Logistic Regression with Scikit-learn

Understanding Logistic Regression

Logistic Regression is a statistical model that models the probability of a binary outcome (yes/no, true/false) using a logistic function. Despite its name, it's a classification algorithm, not a regression algorithm, as it predicts categorical outcomes.

The Sigmoid Function

At the heart of logistic regression is the sigmoid function, also known as the logistic function. It maps any real-valued number into a value between 0 and 1. This output can be interpreted as a probability.

The formula is: σ(z) = 1 / (1 + e^-z)

Where 'z' is the linear combination of input features and their corresponding weights.

How it Works

1. Linear Combination: Calculate a weighted sum of the input features (z = w₀ + w₁x₁ + ... + w_nx_n).
2. Sigmoid Transformation: Apply the sigmoid function to 'z' to get a probability between 0 and 1.
3. Classification: A threshold (commonly 0.5) is used to classify the outcome.
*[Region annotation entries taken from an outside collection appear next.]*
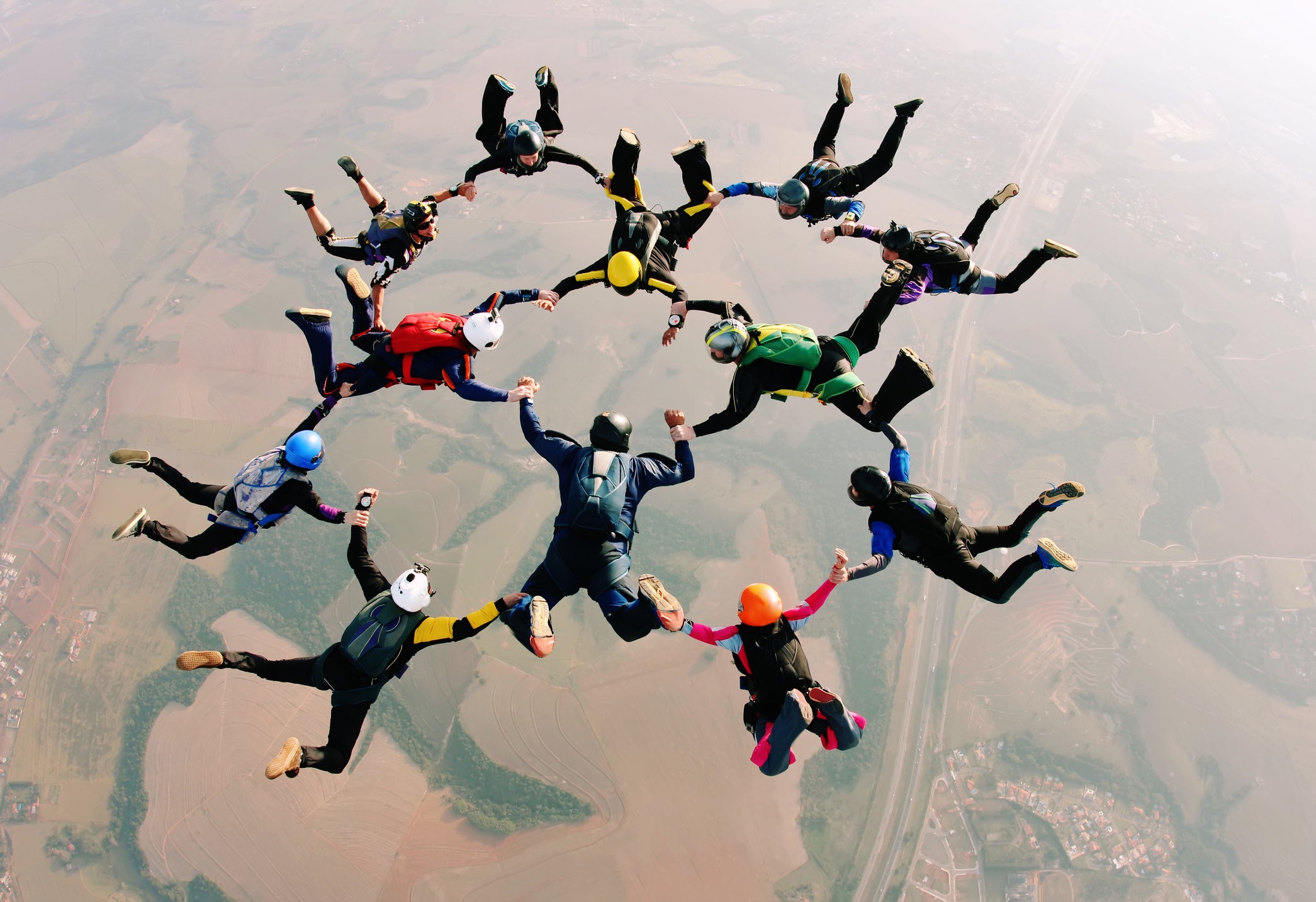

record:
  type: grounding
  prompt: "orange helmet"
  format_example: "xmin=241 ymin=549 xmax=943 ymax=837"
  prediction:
xmin=737 ymin=582 xmax=782 ymax=627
If the probability is greater than the threshold, it's classified as one class; otherwise, it's classified as the other.

Implementation with Scikit-learn

Scikit-learn provides a straightforward implementation of logistic regression through the LogisticRegression class in the sklearn.linear_model module.

from sklearn.linear_model import LogisticRegression
from sklearn.model_selection import train_test_split
from sklearn.metrics import accuracy_score
import numpy as np

# Sample data (replace with your actual data)
# Feature 1: Age, Feature 2: Income
X = np.array([[25, 50000], [30, 60000], [35, 70000], [22, 45000],
              [45, 90000], [50, 100000], [28, 55000], [40, 80000]])
# Target: 0 (No loan default), 1 (Loan default)
y = np.array([0, 0, 0, 0, 1, 1, 0, 1])

# Split data into training and testing sets
X_train, X_test, y_train, y_test = train_test_split(X, y, test_size=0.3, random_state=42)

# Initialize and train the Logistic Regression model
model = LogisticRegression()
model.fit(X_train, y_train)

# Make predictions
y_pred = model.predict(X_test)

# Evaluate the model
accuracy = accuracy_score(y_test, y_pred)
print(f"Model Accuracy: {accuracy:.2f}")

# Get predicted probabilities
y_prob = model.predict_proba(X_test)
print("Predicted Probabilities (Class 0, Class 1):")
print(y_prob)
                    

Key Parameters in LogisticRegression

• penalty: Type of regularization term ('l1', 'l2', 'elasticnet', 'none'). Default is 'l2'.
• C: Inverse of regularization strength; smaller values specify stronger regularization.
• solver: Algorithm to use in the optimization problem ('liblinear', 'newton-cg', 'lbfgs', 'sag', 'saga').
• max_iter: Maximum number of iterations to converge.

Advantages and Disadvantages

Advantages:

• Simple to implement and interpret.
• Computationally efficient and works well on linearly separable data.
• Outputs probabilities, which can be useful for ranking or setting confidence thresholds.

Disadvantages:

• Assumes linearity between features and the log-odds of the outcome.
• May not perform well if the decision boundary is highly non-linear.
• Sensitive to outliers.

Further Learning

Explore multi-class logistic regression, regularization techniques, and hyperparameter tuning to optimize your models.